Friday, 27 May 2016

What next?

I’ve sat at the kitchen table off and on for the past five hours, busying myself on the laptop and only getting up for an occasional light fit of tidying or marking things on the calendar. I’ve even managed to get dressed today and put some make-up on but the truth is I don’t know what to do with all the time stretching before me.

It’s too soon after the event to say I have depression, and the short space of time between where I am today and being told treatment was done affords me the dignity of ‘processing’ rather than being given a mental health label.

How would you envisage life after treatment? Do you think of smiles and the overriding feeling of success and hope? I did. I’ve even felt like that at times throughout the journey and began making plans. The trouble is, I wasn’t ready. I was pootling along in my new norm, going to appointments and resting in-between. They say it takes three weeks to form a habit so by now it’s become a way of life to be ill, looked after, checked in on.

Those pipe dream plans I was making have lost their lustre now I can do them, and anything else I might choose, and even though I was ratty and cantankerous, I miss my family coming in and If I’m honest, I miss that feeling of being the baby of the family again.

Now it’s time to be a grown-up, to once again organise a home and take responsibility, to find a job and more than anything else, find my place in the world. The past two days I have spent willing the phone to ring, the hours to tick by until some social interaction and I realise now how much my life before The Cancer was about my children.  I don’t mean this in regards to how I love them but how they were literally my whole life and I went into a suspended animation when they went to their other home.

I have no idea how to begin this fresh start of mine. Please don’t see this as ingratitude, I am not wishing the outcome were any different, It’s more a case of letting you in on the shock of It after spending so long thinking I wouldn’t be here, it’s the pressure of knowing I really need to make life count now when I really want to comfort eat and lie under a blanket until such a time as I feel ready.

I suppose it’s also that the treatment is done, the cancer is gone but the effects are still here. I’m still bald, I still have no eyelashes, I still, as our newsagent reminded me today ‘have put the weight on’, I will continue to be in a chemically induced menopause for the next 18 months with no guarantees that part of life will return to normal after the injections stop.

My confidence which was shaky at the best of times before cancer took hold has all but gone. There’s nothing to stop me now for applying for a job. Nothing that is except my thoughts and feelings.

As for dating? I’m doubtful I’ll be top of anyone’s pile after this. On a superficial level, treatment has aged me. On a deeper level, cancer has changed me.

Even as I type all of this it doesn’t escape me how it could anger some people who may think I’m being self-indulgent after such good news.  I don’t have anything in response for you except to say I am sorry. I wish I felt lighter and was blazing a trail. I think, if I’m honest, I half expected to find myself on a path after this where I could think ‘ah, I see,’ as though the cancer had all been part of a much bigger plan.

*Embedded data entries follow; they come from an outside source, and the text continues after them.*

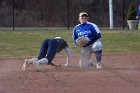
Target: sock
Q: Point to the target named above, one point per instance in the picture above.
(98, 55)
(43, 60)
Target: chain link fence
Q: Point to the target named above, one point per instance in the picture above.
(61, 13)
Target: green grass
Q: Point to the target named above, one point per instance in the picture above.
(26, 44)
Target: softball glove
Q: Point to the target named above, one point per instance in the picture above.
(82, 41)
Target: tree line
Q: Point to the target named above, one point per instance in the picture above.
(61, 13)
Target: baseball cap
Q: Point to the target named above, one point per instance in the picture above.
(83, 13)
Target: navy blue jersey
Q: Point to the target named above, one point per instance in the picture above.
(50, 47)
(62, 45)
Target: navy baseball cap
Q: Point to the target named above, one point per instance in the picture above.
(83, 14)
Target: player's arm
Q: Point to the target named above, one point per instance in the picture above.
(74, 36)
(68, 53)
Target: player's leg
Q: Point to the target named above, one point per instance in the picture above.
(85, 56)
(27, 62)
(52, 50)
(42, 54)
(43, 49)
(97, 49)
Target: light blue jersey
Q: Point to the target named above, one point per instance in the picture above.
(89, 30)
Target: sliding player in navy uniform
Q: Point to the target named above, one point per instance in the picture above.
(47, 52)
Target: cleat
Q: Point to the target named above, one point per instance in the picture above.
(98, 66)
(24, 65)
(36, 65)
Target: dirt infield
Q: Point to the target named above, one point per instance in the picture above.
(120, 74)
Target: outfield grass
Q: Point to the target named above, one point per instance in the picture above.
(26, 44)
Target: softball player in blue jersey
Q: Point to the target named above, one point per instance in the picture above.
(47, 52)
(138, 13)
(91, 31)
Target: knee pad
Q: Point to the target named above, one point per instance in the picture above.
(96, 46)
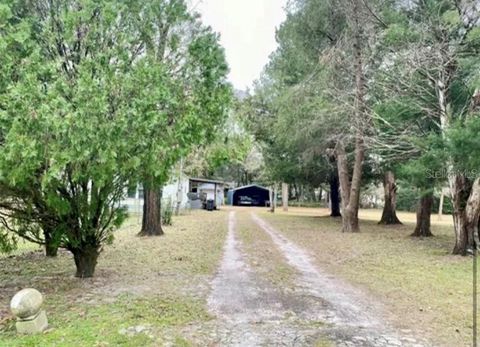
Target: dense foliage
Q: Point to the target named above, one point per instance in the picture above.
(87, 107)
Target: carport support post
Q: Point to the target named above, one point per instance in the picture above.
(285, 196)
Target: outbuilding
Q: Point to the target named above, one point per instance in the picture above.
(251, 195)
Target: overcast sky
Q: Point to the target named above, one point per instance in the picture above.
(247, 29)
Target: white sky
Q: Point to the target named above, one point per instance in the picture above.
(247, 29)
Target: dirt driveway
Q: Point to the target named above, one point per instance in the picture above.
(312, 309)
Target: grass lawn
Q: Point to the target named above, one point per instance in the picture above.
(159, 283)
(422, 286)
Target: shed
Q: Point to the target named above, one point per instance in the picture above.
(251, 195)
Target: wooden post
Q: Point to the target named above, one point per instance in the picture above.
(285, 196)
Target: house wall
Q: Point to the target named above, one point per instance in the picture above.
(170, 193)
(209, 189)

Yet here I am, looking around the house, checking in on Facebook, refusing to turn on the telly during the day, not knowing what to do next and fearful I’ll waste my fresh start.


Stuart said...

Having had depression, I can only ask that if you think you're approaching that, talk to a professional. It really helped but I kept putting it off because you know, man.

Your confidence will return, you're still the same person but with new experiences to relate to. If you want me to type out some yoga breathing exercises that are good for calming and centering just say. Happy to do it.

Sue Stott said...

After reading your blog I can totally relate to how you are feeling. I am in the same frame of mind at present. Feeling like I am in limbo. Wanting to move forward, but, at the same time no confidence to do it xx

Verite said...

No-one, least of all medical professionals, seems to realise that fatigue hits in and hard at the end of treatment. I reckon it builds up and builds up, until without our knowledge it takes over. It's not our fault, but as nothing shows, it's difficult to explain. I learnt to like reading lying on top of my bed - so it was easy to drop off and have a sleep after which I felt much more energised. Gradually the length of sleep got less until I just read now for about 20 mins - after all Churchill insisted on a nap every afternoon, and it didn't do him any harm.